Top policy aides to Hillary Clinton's campaign dismissed Donald Trump's paid maternity leave proposal as "completely unserious" and out of touch with the needs of modern families.

Maya Harris, Clinton's senior adviser for policy, said that by focusing solely on leave policies that benefit women, Trump may actually be hurting their cause, contributing to the attrition of women from the workplace after childbirth and the gender pay gap.

"We’re not living in a 'Mad Men' era anymore, where only women are taking care of infants," Harris said. "It's just completely unserious.

"While his plan would undercut women in the workplace, it also provides no relief to working families," Harris added.

Trump released details of his plan today that would allow for six weeks of paid leave, paid for through savings derived from eliminating fraud in the unemployment insurance program. The plan would be run through the existing program.

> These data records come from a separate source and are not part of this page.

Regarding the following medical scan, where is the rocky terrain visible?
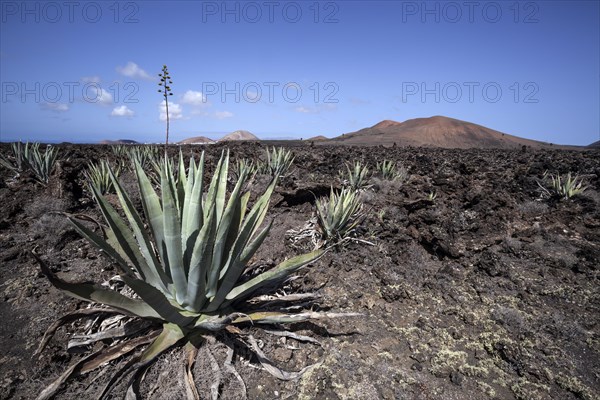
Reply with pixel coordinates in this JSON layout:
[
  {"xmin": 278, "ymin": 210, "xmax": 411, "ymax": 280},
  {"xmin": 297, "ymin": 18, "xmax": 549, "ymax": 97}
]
[{"xmin": 0, "ymin": 141, "xmax": 600, "ymax": 400}]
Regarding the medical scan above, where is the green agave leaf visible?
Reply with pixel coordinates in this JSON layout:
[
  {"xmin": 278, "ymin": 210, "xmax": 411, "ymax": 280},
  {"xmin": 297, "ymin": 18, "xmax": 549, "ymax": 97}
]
[
  {"xmin": 139, "ymin": 324, "xmax": 185, "ymax": 363},
  {"xmin": 185, "ymin": 206, "xmax": 217, "ymax": 312},
  {"xmin": 207, "ymin": 164, "xmax": 245, "ymax": 297},
  {"xmin": 123, "ymin": 276, "xmax": 198, "ymax": 326},
  {"xmin": 91, "ymin": 185, "xmax": 148, "ymax": 279},
  {"xmin": 67, "ymin": 217, "xmax": 131, "ymax": 275},
  {"xmin": 109, "ymin": 166, "xmax": 169, "ymax": 292},
  {"xmin": 161, "ymin": 164, "xmax": 187, "ymax": 304},
  {"xmin": 226, "ymin": 250, "xmax": 325, "ymax": 301},
  {"xmin": 135, "ymin": 162, "xmax": 166, "ymax": 282},
  {"xmin": 181, "ymin": 152, "xmax": 204, "ymax": 276}
]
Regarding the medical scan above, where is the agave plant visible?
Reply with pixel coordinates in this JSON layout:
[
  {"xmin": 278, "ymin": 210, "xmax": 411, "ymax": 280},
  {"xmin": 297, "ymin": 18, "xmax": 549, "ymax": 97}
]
[
  {"xmin": 316, "ymin": 188, "xmax": 362, "ymax": 244},
  {"xmin": 36, "ymin": 149, "xmax": 354, "ymax": 398},
  {"xmin": 85, "ymin": 160, "xmax": 121, "ymax": 194},
  {"xmin": 26, "ymin": 146, "xmax": 58, "ymax": 183},
  {"xmin": 0, "ymin": 142, "xmax": 58, "ymax": 183},
  {"xmin": 231, "ymin": 158, "xmax": 258, "ymax": 181},
  {"xmin": 344, "ymin": 161, "xmax": 369, "ymax": 191},
  {"xmin": 375, "ymin": 160, "xmax": 408, "ymax": 182},
  {"xmin": 542, "ymin": 172, "xmax": 587, "ymax": 200},
  {"xmin": 263, "ymin": 147, "xmax": 294, "ymax": 177},
  {"xmin": 0, "ymin": 142, "xmax": 29, "ymax": 172}
]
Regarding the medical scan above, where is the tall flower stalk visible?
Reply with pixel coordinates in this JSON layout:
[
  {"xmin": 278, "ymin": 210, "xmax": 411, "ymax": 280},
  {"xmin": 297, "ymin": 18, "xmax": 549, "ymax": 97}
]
[{"xmin": 158, "ymin": 65, "xmax": 173, "ymax": 154}]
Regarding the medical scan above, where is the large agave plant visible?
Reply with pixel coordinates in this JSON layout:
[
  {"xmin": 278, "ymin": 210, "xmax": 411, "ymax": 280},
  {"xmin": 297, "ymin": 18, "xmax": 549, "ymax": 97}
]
[{"xmin": 36, "ymin": 154, "xmax": 346, "ymax": 398}]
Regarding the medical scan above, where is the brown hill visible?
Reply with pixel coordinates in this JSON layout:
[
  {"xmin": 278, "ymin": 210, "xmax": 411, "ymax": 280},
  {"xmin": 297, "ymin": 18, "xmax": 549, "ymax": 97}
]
[
  {"xmin": 219, "ymin": 131, "xmax": 258, "ymax": 142},
  {"xmin": 177, "ymin": 136, "xmax": 215, "ymax": 144},
  {"xmin": 331, "ymin": 116, "xmax": 575, "ymax": 149},
  {"xmin": 100, "ymin": 139, "xmax": 139, "ymax": 144}
]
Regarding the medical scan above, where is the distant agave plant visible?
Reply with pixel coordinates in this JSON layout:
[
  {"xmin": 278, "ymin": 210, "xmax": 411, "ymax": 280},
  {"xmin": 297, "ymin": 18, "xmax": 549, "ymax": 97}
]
[
  {"xmin": 85, "ymin": 160, "xmax": 121, "ymax": 194},
  {"xmin": 344, "ymin": 161, "xmax": 369, "ymax": 191},
  {"xmin": 316, "ymin": 188, "xmax": 363, "ymax": 244},
  {"xmin": 0, "ymin": 142, "xmax": 58, "ymax": 184},
  {"xmin": 538, "ymin": 171, "xmax": 587, "ymax": 200}
]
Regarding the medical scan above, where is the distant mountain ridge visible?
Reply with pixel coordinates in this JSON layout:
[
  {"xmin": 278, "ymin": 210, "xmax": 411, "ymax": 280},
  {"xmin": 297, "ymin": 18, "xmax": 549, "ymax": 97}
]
[
  {"xmin": 177, "ymin": 136, "xmax": 215, "ymax": 144},
  {"xmin": 218, "ymin": 130, "xmax": 259, "ymax": 142},
  {"xmin": 329, "ymin": 116, "xmax": 578, "ymax": 149}
]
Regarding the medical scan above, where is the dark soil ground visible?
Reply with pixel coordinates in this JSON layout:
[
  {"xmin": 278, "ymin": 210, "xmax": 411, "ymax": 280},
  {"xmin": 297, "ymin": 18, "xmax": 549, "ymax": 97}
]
[{"xmin": 0, "ymin": 143, "xmax": 600, "ymax": 400}]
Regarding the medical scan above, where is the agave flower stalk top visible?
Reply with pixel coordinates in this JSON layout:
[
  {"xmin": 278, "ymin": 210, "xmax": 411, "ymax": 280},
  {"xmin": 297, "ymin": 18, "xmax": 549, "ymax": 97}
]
[{"xmin": 158, "ymin": 65, "xmax": 173, "ymax": 153}]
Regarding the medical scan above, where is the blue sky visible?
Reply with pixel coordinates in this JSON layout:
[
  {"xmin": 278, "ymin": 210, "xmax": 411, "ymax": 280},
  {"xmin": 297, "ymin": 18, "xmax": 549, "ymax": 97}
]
[{"xmin": 0, "ymin": 0, "xmax": 600, "ymax": 145}]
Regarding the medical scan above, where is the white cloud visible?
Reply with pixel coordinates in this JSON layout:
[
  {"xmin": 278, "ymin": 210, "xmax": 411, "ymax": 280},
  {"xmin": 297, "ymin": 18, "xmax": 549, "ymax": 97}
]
[
  {"xmin": 348, "ymin": 97, "xmax": 371, "ymax": 106},
  {"xmin": 41, "ymin": 102, "xmax": 69, "ymax": 113},
  {"xmin": 117, "ymin": 61, "xmax": 152, "ymax": 80},
  {"xmin": 215, "ymin": 111, "xmax": 233, "ymax": 119},
  {"xmin": 110, "ymin": 106, "xmax": 135, "ymax": 117},
  {"xmin": 181, "ymin": 90, "xmax": 210, "ymax": 107},
  {"xmin": 83, "ymin": 83, "xmax": 113, "ymax": 106},
  {"xmin": 80, "ymin": 75, "xmax": 100, "ymax": 83},
  {"xmin": 158, "ymin": 101, "xmax": 183, "ymax": 121},
  {"xmin": 294, "ymin": 103, "xmax": 337, "ymax": 114}
]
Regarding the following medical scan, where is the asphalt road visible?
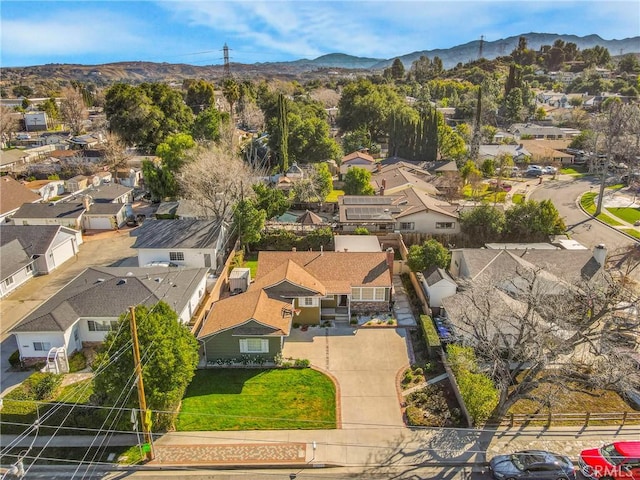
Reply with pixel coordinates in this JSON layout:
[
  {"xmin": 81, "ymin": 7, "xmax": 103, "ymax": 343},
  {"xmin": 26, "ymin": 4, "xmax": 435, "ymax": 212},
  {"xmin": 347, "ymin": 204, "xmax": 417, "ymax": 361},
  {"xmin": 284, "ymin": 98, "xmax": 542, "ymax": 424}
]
[{"xmin": 530, "ymin": 176, "xmax": 638, "ymax": 253}]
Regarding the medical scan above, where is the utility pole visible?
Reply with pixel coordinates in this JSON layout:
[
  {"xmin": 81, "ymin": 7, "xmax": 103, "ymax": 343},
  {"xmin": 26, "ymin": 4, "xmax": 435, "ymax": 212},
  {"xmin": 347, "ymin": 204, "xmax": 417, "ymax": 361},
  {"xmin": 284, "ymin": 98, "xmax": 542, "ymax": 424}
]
[{"xmin": 129, "ymin": 307, "xmax": 155, "ymax": 461}]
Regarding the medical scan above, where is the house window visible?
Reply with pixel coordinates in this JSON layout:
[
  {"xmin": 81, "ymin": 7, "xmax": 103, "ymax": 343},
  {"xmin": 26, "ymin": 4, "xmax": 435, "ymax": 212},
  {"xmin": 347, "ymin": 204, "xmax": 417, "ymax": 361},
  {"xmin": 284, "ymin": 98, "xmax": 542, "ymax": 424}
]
[
  {"xmin": 87, "ymin": 320, "xmax": 117, "ymax": 332},
  {"xmin": 400, "ymin": 222, "xmax": 416, "ymax": 230},
  {"xmin": 436, "ymin": 222, "xmax": 456, "ymax": 229},
  {"xmin": 240, "ymin": 338, "xmax": 269, "ymax": 353},
  {"xmin": 33, "ymin": 342, "xmax": 51, "ymax": 352},
  {"xmin": 169, "ymin": 252, "xmax": 184, "ymax": 262},
  {"xmin": 298, "ymin": 297, "xmax": 318, "ymax": 307}
]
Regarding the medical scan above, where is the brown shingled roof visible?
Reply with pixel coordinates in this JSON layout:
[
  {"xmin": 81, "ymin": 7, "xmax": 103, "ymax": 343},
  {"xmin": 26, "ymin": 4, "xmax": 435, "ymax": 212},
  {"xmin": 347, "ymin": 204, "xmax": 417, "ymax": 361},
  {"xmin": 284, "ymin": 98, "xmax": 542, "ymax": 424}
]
[{"xmin": 198, "ymin": 290, "xmax": 291, "ymax": 339}]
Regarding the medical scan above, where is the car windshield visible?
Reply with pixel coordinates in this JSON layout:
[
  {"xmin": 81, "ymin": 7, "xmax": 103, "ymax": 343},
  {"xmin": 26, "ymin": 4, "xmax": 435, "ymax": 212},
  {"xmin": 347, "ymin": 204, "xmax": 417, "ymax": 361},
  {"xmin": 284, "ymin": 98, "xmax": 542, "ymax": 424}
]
[{"xmin": 600, "ymin": 444, "xmax": 624, "ymax": 465}]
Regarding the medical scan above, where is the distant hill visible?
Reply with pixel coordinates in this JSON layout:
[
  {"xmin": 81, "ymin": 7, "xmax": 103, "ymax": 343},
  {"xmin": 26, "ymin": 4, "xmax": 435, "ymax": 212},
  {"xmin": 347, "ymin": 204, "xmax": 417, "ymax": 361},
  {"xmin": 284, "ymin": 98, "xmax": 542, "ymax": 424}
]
[
  {"xmin": 2, "ymin": 33, "xmax": 640, "ymax": 85},
  {"xmin": 369, "ymin": 33, "xmax": 640, "ymax": 70}
]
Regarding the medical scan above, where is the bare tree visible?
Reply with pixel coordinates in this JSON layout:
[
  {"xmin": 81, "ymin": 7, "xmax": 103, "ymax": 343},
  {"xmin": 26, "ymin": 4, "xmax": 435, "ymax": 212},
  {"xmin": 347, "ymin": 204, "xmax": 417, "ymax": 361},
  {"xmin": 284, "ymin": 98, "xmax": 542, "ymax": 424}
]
[
  {"xmin": 445, "ymin": 266, "xmax": 640, "ymax": 416},
  {"xmin": 60, "ymin": 87, "xmax": 88, "ymax": 135},
  {"xmin": 178, "ymin": 145, "xmax": 255, "ymax": 220},
  {"xmin": 102, "ymin": 132, "xmax": 131, "ymax": 172}
]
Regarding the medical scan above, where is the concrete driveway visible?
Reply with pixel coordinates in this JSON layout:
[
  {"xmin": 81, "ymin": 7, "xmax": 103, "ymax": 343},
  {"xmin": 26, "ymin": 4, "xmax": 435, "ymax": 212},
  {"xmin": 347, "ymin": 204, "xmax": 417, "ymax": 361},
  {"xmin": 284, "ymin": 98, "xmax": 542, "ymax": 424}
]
[
  {"xmin": 283, "ymin": 326, "xmax": 409, "ymax": 429},
  {"xmin": 0, "ymin": 230, "xmax": 136, "ymax": 342}
]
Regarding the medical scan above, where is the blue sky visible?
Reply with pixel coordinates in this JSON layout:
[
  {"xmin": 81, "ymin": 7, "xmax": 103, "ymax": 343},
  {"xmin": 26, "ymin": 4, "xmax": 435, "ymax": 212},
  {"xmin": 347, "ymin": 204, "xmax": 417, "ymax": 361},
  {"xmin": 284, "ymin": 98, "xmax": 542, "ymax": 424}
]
[{"xmin": 0, "ymin": 0, "xmax": 640, "ymax": 67}]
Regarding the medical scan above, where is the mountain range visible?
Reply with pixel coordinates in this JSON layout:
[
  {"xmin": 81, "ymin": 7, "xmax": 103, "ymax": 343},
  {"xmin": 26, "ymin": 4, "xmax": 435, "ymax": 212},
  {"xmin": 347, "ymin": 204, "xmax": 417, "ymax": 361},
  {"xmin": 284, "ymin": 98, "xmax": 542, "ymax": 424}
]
[{"xmin": 2, "ymin": 33, "xmax": 640, "ymax": 84}]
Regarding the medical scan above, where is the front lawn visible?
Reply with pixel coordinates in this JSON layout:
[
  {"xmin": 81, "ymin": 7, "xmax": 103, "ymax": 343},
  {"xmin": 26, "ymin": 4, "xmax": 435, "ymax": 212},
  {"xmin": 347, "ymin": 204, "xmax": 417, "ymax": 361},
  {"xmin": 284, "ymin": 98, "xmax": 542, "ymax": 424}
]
[
  {"xmin": 324, "ymin": 190, "xmax": 344, "ymax": 203},
  {"xmin": 607, "ymin": 207, "xmax": 640, "ymax": 225},
  {"xmin": 176, "ymin": 368, "xmax": 336, "ymax": 431}
]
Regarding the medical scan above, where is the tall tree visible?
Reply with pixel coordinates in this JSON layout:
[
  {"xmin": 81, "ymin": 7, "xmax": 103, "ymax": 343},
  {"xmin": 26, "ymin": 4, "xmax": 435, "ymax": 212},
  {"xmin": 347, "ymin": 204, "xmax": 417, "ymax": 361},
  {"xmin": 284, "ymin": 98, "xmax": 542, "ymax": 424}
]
[
  {"xmin": 222, "ymin": 78, "xmax": 241, "ymax": 118},
  {"xmin": 93, "ymin": 302, "xmax": 198, "ymax": 429},
  {"xmin": 277, "ymin": 94, "xmax": 289, "ymax": 172},
  {"xmin": 60, "ymin": 88, "xmax": 89, "ymax": 135}
]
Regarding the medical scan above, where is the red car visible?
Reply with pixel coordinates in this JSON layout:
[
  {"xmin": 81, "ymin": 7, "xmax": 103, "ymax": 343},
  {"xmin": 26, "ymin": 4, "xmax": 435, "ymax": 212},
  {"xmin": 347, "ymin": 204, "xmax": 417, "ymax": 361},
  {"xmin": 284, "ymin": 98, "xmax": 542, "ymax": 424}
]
[{"xmin": 578, "ymin": 442, "xmax": 640, "ymax": 480}]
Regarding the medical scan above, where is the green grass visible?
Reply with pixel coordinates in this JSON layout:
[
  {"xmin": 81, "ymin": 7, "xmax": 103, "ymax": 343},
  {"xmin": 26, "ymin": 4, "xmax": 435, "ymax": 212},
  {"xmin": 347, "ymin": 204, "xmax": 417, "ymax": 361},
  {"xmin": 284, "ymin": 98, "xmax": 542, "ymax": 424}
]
[
  {"xmin": 620, "ymin": 228, "xmax": 640, "ymax": 240},
  {"xmin": 244, "ymin": 253, "xmax": 258, "ymax": 279},
  {"xmin": 607, "ymin": 207, "xmax": 640, "ymax": 225},
  {"xmin": 324, "ymin": 190, "xmax": 344, "ymax": 203},
  {"xmin": 580, "ymin": 192, "xmax": 623, "ymax": 227},
  {"xmin": 176, "ymin": 368, "xmax": 336, "ymax": 431}
]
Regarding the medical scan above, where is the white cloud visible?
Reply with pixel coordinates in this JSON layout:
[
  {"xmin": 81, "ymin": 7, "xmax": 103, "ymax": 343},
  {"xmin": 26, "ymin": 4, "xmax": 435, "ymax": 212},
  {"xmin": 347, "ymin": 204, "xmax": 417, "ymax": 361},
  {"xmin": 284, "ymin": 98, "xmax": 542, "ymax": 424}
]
[{"xmin": 2, "ymin": 9, "xmax": 146, "ymax": 58}]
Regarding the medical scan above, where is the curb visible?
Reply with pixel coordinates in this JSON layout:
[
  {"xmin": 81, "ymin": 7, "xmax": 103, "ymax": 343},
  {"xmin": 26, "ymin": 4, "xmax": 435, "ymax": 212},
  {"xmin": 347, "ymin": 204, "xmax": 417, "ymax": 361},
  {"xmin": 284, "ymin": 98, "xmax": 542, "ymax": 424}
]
[{"xmin": 575, "ymin": 192, "xmax": 640, "ymax": 243}]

Harris criticized Trump's proposal for relying on the unemployment insurance program, which leaves it to states to define the amount of the benefit. Harris said that a Florida mother would get "at most" $275 dollars a week under Trump's plan.

Harris added that Trump's plan amounts to "robbing Peter to pay Paul."

The Trump campaign has said that the proposal would not require higher taxes or shift the burden of financing the leave to employers.

Clinton has proposed a family leave plan that would offer 12 weeks of mandatory paid leave, which includes compensation equal to at least two-thirds of a person's salary. The plan would be paid for though higher payroll taxes on high-income earners.

But another senior policy aide to Clinton, Jacob Leibenluft, said other elements of Trump's proposals for child-care costs — including plans to allow families to deduct such costs and the creation of new child-care savings accounts —  disproportionately benefit the wealthy.

"The highest-earning families could deduct 40 cents on the dollar for spending on private schools or other expenses," Leibenluft said.

"Donald Trump’s plan leaves 21st-century working families behind," Harris said. "In terms of his maternity leave plans, his proposal is not just regressive and insufficient, it is demeaning ... to working women."